October 10 is Electronic Records Day and this year the Utah State Archives is featuring several projects from archival institutions that are advancing the preservation and management of electronic records.
The North Carolina State Archives has been capturing web content since 2004. However, in 2012 they expanded into the realm of social media. In a partnership with ArchiveSocial, North Carolina State Archives is developing a searchable database of social media content created by state agencies. Facebook, Instagram, Twitter and YouTube videos produced by North Carolina government agencies are available for public access. Although the searching function is still in beta testing, it is worth taking the time to explore their social media archive.
The State Library of Virginia is publishing the email of the 70th governor Timothy M. Kaine 2006-2010. Although the library is still processing the 167 gigabytes containing 1.3 million emails, they are being in batches for public access. All of the emails are searchable by text and organized by mailbox owner. The library’s goal is to create an experience where the user can assume the role of one of Kaine’s administrative officials and “approximate what they saw when they logged into their email accounts.”
The Texas State Library and Archives Commission(TSLAC) recently completed a project in which 26,000 audio tapes of Texas State Senate hearings from 1972-2006 were digitized and placed online for public access. These tapes were often the only record copy of the meetings and as such, reference use and duplication requests were frequent. Furthermore, regular patron usage and age deterioration threatened the future access and preservation efforts. Fortunately, an LSTA grant provided TSLAC with the resources to digitize the audio cassettes. The project resulted in a high quality record copy with easily reproducible copies for research use.
The Utah State Archives is integrating the locally developed new M-Disc in some of its electronic records projects. Unlike Compact Discs that use an organic polycarbonate layer, the M-Discs have an inorganic mineral composite layer on which to record information. Since they can last up to 1000 years, the M-Disc is an excellent medium for long term electronic records storage. Utah State Archives has begun to replace aging diazo microfilm with M-Disc copies as well as storing master images for projects in the digital archives. Furthermore, by storing those master images on M-Disc rather than a server, the archives is saving IT money and resources for other projects. Since adopting them, Utah State Archives has created over 700 M-Discs for record and reference copies for electronic records as well as storing master images.
A year ago, we here at Utah State Archives did an experiment. Could we store electronic records on microfilm? You may well ask how an electronic record could be stored on microfilm and still keep all of its digital attributes. The answer lies in the QR code. Yes, that same little black and white square symbol you can scan with your phone also contains digital information, and the symbol can be microfilmed. Our experiment was to transform an electronic data file into a QR Code, convert that QR Code to an analog storage medium such as microfilm, and then scan it back into an electronic format without losing data integrity.
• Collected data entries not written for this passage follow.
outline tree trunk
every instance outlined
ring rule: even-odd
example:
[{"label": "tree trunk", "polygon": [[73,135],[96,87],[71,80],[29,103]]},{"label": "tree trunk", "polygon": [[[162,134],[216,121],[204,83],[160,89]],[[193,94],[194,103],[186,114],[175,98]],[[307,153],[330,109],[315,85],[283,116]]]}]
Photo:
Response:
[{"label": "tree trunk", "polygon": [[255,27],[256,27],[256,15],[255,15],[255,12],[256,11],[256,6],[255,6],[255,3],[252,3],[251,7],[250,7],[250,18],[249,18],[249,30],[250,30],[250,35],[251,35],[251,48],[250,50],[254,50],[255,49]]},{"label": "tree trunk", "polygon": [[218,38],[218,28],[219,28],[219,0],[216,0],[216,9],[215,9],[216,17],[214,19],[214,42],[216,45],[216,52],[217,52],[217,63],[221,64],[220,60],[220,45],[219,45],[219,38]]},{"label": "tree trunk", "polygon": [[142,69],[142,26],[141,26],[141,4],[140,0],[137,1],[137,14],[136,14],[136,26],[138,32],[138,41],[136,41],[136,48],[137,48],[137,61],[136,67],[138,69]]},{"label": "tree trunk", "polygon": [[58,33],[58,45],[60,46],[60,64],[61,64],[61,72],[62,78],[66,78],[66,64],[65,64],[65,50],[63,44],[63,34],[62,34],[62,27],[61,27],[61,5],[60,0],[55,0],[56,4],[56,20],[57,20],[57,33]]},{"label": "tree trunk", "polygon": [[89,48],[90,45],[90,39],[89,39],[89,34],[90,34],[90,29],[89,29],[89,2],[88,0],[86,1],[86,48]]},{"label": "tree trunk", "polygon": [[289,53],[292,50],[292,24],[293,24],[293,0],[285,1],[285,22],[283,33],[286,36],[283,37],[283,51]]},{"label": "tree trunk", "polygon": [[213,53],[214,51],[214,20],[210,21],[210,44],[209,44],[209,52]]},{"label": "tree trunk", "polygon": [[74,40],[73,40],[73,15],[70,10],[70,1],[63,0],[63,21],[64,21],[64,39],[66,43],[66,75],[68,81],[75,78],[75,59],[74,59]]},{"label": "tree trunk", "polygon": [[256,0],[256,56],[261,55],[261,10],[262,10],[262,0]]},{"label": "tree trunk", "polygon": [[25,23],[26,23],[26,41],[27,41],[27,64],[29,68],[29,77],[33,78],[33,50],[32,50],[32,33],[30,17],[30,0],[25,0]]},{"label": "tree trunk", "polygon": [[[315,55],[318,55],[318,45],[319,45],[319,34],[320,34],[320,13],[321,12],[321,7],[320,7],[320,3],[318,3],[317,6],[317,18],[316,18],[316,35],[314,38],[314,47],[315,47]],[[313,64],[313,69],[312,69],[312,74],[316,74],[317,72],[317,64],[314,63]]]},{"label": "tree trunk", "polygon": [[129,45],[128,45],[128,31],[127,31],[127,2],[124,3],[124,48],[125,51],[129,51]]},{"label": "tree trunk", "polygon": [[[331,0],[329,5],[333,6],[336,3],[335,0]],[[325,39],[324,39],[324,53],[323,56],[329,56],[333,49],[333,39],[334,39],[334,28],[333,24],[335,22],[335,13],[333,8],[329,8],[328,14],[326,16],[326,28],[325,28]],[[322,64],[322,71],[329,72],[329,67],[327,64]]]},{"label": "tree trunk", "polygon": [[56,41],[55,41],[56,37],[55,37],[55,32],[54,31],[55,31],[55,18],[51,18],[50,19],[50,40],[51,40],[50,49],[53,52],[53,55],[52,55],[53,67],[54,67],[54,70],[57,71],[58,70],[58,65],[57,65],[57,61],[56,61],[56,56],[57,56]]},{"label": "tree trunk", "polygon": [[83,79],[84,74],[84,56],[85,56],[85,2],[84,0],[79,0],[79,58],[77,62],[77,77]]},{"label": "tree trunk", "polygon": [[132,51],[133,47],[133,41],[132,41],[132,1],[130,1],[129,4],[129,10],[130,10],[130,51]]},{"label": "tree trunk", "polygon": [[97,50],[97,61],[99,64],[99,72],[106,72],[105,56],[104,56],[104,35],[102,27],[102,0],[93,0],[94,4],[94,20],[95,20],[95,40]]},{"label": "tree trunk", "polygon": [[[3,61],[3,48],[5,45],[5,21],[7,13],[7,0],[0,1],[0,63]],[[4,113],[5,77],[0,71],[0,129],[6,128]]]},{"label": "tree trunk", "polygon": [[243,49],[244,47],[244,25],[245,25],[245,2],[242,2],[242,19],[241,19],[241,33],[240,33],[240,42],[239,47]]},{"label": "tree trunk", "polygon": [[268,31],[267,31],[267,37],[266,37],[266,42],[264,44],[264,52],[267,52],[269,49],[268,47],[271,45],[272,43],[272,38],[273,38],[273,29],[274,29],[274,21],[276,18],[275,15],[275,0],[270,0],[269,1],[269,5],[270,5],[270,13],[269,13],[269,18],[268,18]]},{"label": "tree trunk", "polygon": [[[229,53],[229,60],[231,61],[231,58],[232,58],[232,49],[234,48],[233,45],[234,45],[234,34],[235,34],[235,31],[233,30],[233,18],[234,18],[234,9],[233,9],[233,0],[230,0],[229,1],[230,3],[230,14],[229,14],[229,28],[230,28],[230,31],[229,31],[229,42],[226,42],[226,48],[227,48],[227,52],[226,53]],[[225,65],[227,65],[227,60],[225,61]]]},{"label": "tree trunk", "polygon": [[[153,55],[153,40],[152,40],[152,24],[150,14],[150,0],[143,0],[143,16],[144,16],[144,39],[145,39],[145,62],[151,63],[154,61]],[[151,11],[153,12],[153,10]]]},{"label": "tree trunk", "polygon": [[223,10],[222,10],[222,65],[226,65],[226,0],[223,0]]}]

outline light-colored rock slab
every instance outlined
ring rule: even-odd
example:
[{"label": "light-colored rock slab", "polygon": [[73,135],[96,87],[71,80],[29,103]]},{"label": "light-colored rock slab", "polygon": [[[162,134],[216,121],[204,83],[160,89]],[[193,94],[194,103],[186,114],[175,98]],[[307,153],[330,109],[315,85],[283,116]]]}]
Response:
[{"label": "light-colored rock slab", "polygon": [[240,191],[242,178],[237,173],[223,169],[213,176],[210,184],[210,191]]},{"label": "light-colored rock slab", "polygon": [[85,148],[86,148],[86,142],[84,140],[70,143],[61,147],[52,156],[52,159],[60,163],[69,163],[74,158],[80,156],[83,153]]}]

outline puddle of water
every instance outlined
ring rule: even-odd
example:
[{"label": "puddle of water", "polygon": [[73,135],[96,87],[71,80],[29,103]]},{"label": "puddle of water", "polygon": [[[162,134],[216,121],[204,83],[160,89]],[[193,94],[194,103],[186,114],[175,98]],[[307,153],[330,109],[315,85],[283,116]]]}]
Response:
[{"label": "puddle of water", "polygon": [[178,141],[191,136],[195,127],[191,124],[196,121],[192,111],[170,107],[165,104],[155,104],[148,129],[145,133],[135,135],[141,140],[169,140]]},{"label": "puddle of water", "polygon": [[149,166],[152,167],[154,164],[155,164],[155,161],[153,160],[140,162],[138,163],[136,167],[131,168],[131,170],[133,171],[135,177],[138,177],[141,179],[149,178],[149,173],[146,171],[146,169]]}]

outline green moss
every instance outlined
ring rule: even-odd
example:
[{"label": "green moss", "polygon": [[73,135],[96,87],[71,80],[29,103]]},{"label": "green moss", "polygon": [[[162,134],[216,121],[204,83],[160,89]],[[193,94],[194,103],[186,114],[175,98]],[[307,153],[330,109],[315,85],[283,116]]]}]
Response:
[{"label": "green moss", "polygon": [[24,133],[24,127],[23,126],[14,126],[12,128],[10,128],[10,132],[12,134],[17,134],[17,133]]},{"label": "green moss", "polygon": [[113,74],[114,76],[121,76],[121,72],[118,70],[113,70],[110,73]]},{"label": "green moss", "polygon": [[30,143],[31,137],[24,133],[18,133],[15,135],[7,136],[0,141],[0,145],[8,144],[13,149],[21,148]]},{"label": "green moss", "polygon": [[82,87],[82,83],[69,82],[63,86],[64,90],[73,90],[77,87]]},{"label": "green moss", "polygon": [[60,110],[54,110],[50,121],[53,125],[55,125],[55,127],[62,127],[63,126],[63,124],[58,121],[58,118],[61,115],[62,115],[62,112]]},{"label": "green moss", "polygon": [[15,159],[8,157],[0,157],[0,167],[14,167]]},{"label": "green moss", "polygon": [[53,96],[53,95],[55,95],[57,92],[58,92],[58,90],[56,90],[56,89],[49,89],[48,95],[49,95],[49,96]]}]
We began by turning an electronic record into a binary file, uploading it to our server, and calculating its checksum. Then, we had our software convert the binary file to base64, which is a long string of alphanumeric characters. Once the file was in base64, we could chop that single data string into smaller strings and produce a QR code from each of the smaller string. Since the amount of data a QR code can hold is finite, a series of QR codes were needed to hold all the strings together. Once those strings were in a series of QR Codes, our software wrote the codes a PDF document, which was then microfilmed without being printed. After microfilming, we took the finished roll and scanned the frames to convert the QR codes back into digital form again. Since nine QR codes were captured per frame, the resulting image required some editing to make each QR code individually recognizable. Subsequently, we uploaded the QR codes back to our server and concatenated all the Base64 data strings contained within each QR Code back into one base64 string. This base64 string was then converted back into binary form. Finally we ran a checksum to ensure file integrity had not been compromised from all the data manipulation.
The experiment was both a success and a failure. We were able to create QR codes from binary data and transfer them to a PDF file. We were also able to extract data from QR code images and transform it back to binary. However, the project failed in the microfilming process. Our equipment was unable to film the QR codes with clearly defined edges, resulting in the inability to extract data from individual codes. The problem lay with how many QR codes per frame we were trying to microfilm and the inability of the filming equipment to zoom in on certain sections of the PDF document. We did not try to microfilm only a single QR code per frame, although that would likely have eliminated the fuzzy-edge problem. Although many were involved, Elizabeth Perkes was the mastermind behind our experiment.